7.4.22

A Gaffe do assassino


O assassino chegou em contraluz.

Espapaçada na poltrona vislumbro a silhueta da faca.
Aproxima-se devagar. Gosto de assassinos tímidos. Dão-nos sempre a oportunidade de lhes medirmos as armas.
Moreno, de ombros larguíssimos, braços de embondeiro e olhos escuros, tronco de ferro e pernas de aço, o facínora avança.
- A senhora mandou-me aqui para matar a galinha para o jantar.
Não se devem matar coisas nos locais onde as pessoas descansam esparramadas nas poltronas!
 
Que não era ali.

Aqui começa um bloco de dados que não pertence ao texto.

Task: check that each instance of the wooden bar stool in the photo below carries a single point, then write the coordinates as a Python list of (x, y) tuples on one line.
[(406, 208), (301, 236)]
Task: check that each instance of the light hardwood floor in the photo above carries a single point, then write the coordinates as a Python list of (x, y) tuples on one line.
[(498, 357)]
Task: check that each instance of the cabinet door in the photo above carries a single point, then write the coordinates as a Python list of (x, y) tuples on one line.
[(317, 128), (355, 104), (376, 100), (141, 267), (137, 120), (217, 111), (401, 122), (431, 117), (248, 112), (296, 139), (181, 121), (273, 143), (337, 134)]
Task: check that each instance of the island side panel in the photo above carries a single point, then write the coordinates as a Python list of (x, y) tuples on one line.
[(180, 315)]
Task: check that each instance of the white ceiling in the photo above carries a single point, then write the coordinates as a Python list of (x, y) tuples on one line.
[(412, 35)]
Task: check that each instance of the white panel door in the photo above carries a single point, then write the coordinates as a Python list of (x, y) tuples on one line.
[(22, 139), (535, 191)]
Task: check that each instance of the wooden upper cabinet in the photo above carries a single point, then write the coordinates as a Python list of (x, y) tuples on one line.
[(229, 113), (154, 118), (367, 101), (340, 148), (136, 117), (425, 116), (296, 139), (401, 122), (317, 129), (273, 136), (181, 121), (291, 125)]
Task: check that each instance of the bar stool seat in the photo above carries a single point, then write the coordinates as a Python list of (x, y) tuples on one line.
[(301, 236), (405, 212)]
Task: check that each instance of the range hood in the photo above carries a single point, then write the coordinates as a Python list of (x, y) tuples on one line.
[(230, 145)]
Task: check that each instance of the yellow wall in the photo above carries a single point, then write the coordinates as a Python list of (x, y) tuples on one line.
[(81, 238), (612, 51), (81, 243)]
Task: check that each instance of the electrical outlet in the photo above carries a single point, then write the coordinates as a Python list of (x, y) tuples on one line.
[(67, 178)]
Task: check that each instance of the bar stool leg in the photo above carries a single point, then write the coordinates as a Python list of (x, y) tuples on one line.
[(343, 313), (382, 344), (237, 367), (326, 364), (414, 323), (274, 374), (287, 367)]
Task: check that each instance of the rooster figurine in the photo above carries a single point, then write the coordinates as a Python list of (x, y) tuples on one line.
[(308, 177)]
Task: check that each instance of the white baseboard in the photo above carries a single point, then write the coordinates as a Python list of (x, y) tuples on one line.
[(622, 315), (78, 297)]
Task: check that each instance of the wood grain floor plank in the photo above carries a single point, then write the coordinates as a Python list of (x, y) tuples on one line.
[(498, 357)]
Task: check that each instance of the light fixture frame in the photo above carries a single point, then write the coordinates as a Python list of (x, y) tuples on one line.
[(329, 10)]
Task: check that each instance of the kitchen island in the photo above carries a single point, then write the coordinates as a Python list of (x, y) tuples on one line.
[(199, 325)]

Que só vinha perguntar se o podia fazer na cozinha.
Olhei de novo. Claro que ele O podia fazer em qualquer lado! A facas daquelas nada se recusa e nunca se diz não a um bom massacre em cima dos balcões de uma cozinha. O sabor dos molhos é sempre mais picante e o travo do sal sempre mais doce.
 
Acompanho-o. Quando não há nada para fazer facilmente nos tornamos cúmplices de assassinos jovens e másculos, com facas grandes e agressivas.
Observo-o. Ele curvado, eu a espiar.
As clavículas desenham um suave escorrega, onde deve ser bom deslizar até chegar ao côncavo que fazem ao encontrar o esterno.
As mãos são grossas, com os dedos duros e penugem fina.
Tem braços grandes e potentes e movem-se músculos quando ele se move. Crescem no antebraço pêlos negros penteados que prometem outros por domar.
Olha para mim e sorri. Tem rugazinhas ao canto dos olhos e boca carnuda como uvas maduras que estalam e espalham sucos doces quando as mordemos.
Toco-lhe no braço e sinto-lhe a carne quente. Simpática, pergunto se quer a minha ajuda.
Olha e hesita. É esse cintilar de hesitação que o trai. Não é propriamente a minha ajuda que ele quer, mas sente que a marotice que uma rapariga esperta sabe insinuar pode ser a morte do artista.
 
É a galinha que quebra toda a cena. De um lance só, o assassino de faca bem certeira e pulso firme, decapita a pobre.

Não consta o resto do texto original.